In the 25 years since Robert Zemeckis released Contact, the search for extraterrestrials has moved from fringe conspiracy theory to a matter of national security. Earlier this year, the Pentagon even created an official bureau to investigate the phenomena, known as the All-domain Anomaly Resolution Office (AARO). Is this unwieldy acronym perhaps a nod to Contact’s tough, principled heroine Ellie Arroway (Jodie Foster)? Hey, a critic can dream.

Orphaned at a young age, Ellie takes to the stars with the fervor of a true believer, twiddling dials on tinny ham radios before graduating to Arecibo Observatory. Despite the hurdles of specializing in SETI (the Search for Extraterrestrial Intelligence), a marginalized field with limited funds and even less credibility, she is driven by something bigger than herself. Behind every fuzzy radio wave is a yearning to locate what is out of reach on Earth — and not just cosmic traces of her parents. She’s looking for proof of something more intelligent and more advanced, with a capacity for hope and compassion — and yes, faith — beyond what humanity can possibly perceive. It’s not hard to imagine a universe where Ellie’s truth-seeking draws her into the fold, trading her telescope for a rosary. But in this universe, that role is occupied by Palmer Joss (a somewhat unlikely Matthew McConaughey), a politically-connected theologian with whom Ellie becomes romantically involved.

Later, at New Mexico’s remote VLA compound, Ellie and her team of astronomers finally identify an unmistakably intelligent radio signal from Vega, the universe’s fifth-largest star. The signals correspond to prime numbers because, as Ellie deadpans, mathematics, not English, is the only truly universal language. The scientists then receive vast quantities of encrypted data, which reveal schematics for a transport machine that will presumably take its passenger on the 26-light-year journey to Vega. Crucially, it only contains one seat.

For a film about the final frontier, particularly one in the hands of Zemeckis, Contact is conspicuously Earth-bound. Once the schematics go public, the global political machine kicks in almost immediately. What ensues is considerable behind-the-scenes jockeying: incredulous presidential briefings, switch-and-bait congressional hearings, and much international back-channeling. There’s even a blandly reductive name for the project, the International Machine Committee, and cleverly edited footage of President Bill Clinton giving the project his blessing (he was actually discussing the claim that a meteorite found on Antarctica contained life from Mars.) Unlike the UFO blockbusters of the ‘80s, Contact is a spiritual predecessor to the more cerebral alien flicks of recent years, such as that other extremely long Matthew McConaughey vehicle, Interstellar, and Dennis Villeneuve’s Arrival, in which Amy Adams leads an ESL-for-aliens program.
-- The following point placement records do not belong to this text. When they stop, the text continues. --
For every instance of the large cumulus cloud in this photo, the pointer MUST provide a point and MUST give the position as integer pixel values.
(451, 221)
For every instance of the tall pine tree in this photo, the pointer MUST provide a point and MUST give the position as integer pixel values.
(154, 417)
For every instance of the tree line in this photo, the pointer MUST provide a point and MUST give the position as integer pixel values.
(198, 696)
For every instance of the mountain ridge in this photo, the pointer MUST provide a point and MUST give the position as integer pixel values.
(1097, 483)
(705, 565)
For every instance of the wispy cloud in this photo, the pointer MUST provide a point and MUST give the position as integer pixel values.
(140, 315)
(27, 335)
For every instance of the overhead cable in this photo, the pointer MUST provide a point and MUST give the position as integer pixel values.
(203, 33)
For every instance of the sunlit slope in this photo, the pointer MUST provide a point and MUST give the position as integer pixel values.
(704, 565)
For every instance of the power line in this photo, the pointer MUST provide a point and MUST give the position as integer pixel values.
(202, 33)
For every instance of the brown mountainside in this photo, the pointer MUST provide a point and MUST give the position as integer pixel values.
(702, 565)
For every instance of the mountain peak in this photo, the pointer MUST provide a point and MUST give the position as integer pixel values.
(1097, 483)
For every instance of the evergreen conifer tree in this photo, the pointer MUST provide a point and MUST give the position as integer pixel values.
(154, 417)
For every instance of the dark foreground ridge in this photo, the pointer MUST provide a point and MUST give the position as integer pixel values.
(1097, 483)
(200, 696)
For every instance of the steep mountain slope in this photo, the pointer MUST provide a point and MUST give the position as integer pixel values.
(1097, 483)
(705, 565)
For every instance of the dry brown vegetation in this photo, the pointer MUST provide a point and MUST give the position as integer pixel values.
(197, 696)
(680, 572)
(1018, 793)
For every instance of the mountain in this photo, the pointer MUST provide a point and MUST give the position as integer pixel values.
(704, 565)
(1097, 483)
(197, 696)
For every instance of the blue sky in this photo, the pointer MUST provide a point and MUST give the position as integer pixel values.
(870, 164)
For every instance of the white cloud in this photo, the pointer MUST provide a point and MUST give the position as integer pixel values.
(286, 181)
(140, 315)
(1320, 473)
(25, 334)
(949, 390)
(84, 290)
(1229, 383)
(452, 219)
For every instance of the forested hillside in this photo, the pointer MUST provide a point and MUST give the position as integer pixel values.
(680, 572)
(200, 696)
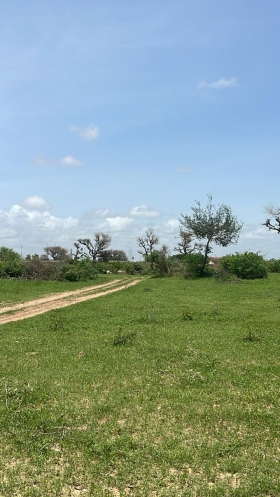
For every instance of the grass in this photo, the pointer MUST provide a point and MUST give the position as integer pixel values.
(128, 395)
(13, 291)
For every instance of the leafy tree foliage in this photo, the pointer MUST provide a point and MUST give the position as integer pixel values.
(159, 260)
(94, 248)
(274, 225)
(10, 263)
(57, 253)
(248, 265)
(113, 255)
(212, 224)
(185, 244)
(147, 244)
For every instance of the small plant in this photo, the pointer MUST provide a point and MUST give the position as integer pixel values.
(123, 338)
(187, 315)
(251, 336)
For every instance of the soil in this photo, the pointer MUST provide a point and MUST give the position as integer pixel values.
(58, 300)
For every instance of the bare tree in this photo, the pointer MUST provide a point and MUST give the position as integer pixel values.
(275, 212)
(148, 243)
(57, 253)
(96, 247)
(79, 252)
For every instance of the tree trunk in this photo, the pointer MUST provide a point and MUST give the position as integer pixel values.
(205, 258)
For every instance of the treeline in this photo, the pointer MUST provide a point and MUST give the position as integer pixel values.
(158, 263)
(197, 233)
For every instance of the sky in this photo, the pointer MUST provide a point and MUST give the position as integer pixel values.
(117, 116)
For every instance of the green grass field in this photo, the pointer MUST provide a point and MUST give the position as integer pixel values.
(168, 388)
(13, 291)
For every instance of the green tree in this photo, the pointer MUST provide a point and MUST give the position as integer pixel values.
(147, 244)
(211, 224)
(96, 247)
(275, 212)
(10, 263)
(185, 243)
(57, 253)
(113, 255)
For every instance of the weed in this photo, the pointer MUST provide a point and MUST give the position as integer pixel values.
(123, 338)
(187, 315)
(251, 336)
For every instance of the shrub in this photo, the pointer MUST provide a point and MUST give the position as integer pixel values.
(273, 265)
(74, 270)
(248, 265)
(10, 263)
(193, 265)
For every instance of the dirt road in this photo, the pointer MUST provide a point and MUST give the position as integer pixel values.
(58, 300)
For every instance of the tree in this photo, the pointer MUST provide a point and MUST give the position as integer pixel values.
(57, 253)
(10, 263)
(212, 224)
(159, 260)
(147, 244)
(275, 212)
(113, 255)
(184, 245)
(96, 247)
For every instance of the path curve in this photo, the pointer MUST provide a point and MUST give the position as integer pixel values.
(58, 300)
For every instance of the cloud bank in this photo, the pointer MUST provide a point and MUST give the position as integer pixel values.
(89, 133)
(216, 85)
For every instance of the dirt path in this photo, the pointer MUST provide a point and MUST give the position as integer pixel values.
(58, 300)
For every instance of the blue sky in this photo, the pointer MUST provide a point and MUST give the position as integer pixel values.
(117, 116)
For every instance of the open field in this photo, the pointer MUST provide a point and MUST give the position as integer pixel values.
(168, 388)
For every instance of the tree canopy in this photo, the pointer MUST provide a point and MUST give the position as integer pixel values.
(275, 212)
(95, 248)
(211, 224)
(148, 243)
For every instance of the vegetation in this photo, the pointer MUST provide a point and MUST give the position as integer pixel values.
(212, 224)
(10, 263)
(94, 248)
(169, 388)
(57, 253)
(248, 265)
(274, 212)
(147, 244)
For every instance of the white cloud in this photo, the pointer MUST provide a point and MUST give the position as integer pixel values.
(143, 211)
(118, 223)
(70, 161)
(221, 83)
(96, 213)
(184, 169)
(172, 225)
(36, 202)
(88, 133)
(41, 161)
Given the chaos, which causes the project to stray perilously far from its original mission, it’s no wonder Ellie is desperate to right the ship. Yet despite her considerable qualifications, at the eleventh hour her atheism proves the sticking point. As a non-believer, why should she get to represent humanity, 95% of whom believe in a higher power? Ellie does, in fact, but she wouldn’t necessarily call it “God.” And so the seat goes to Dr. Drumlin (Tom Skerritt), a scientist-slash-political-operative who’s no friend to Ellie, having pulled the plug on her funding back at Arecibo Observatory. (For financial reasons, it’s a given that the seat will belong to an American. If the committee were actually sticklers about accurate representation, as they claim, the occupant would surely be Asian.)

After the signal goes public, the desert around VLM springs to life with all manner of cult leaders, mystics, and general kooks, some harmless, others crazed. And when Ellie finally has her chance in the machine, her experience — and the blatant political gaslighting that ensues — raises far more questions than answers. Where did she go? How long was she gone? Was the entire thing — signal, machine, wormhole — just an elaborate hoax? Yet Ellie chooses to believe, without any empirical evidence and in the face of her scientific training, that she was gone for 18 hours, not the fraction of a second the video monitors capture. That the Vegan she met, who took the form of her father, on a beach that resembled her childhood drawing, was real.

Based on a novel of the same name by the late Carl Sagan, to whom the film is dedicated, Contact is unafraid to fully inhabit the never-ending debate of science vs. religion, asking questions that would probably land it on the wrong side of a picket line today (again, we see Zemeckis staking out territory that’s bolder than it necessarily seems on its face). That it does so with generosity and forbearance seems a small miracle given our nation’s subsequent slide toward intractable religious and political partisanship. Ellie and Palmer are on opposite sides of this debate, but around each other, middle ground comes easy. Their differences are intellectually stimulating, not existentially threatening. During her interview for the machine seat, Ellie tells the selection committee that the only question she would ask the Vegans is how they survived their “technological adolescence” without self-destructing. Perhaps their answer, as Occam’s Razor would posit, is far simpler than we want to believe.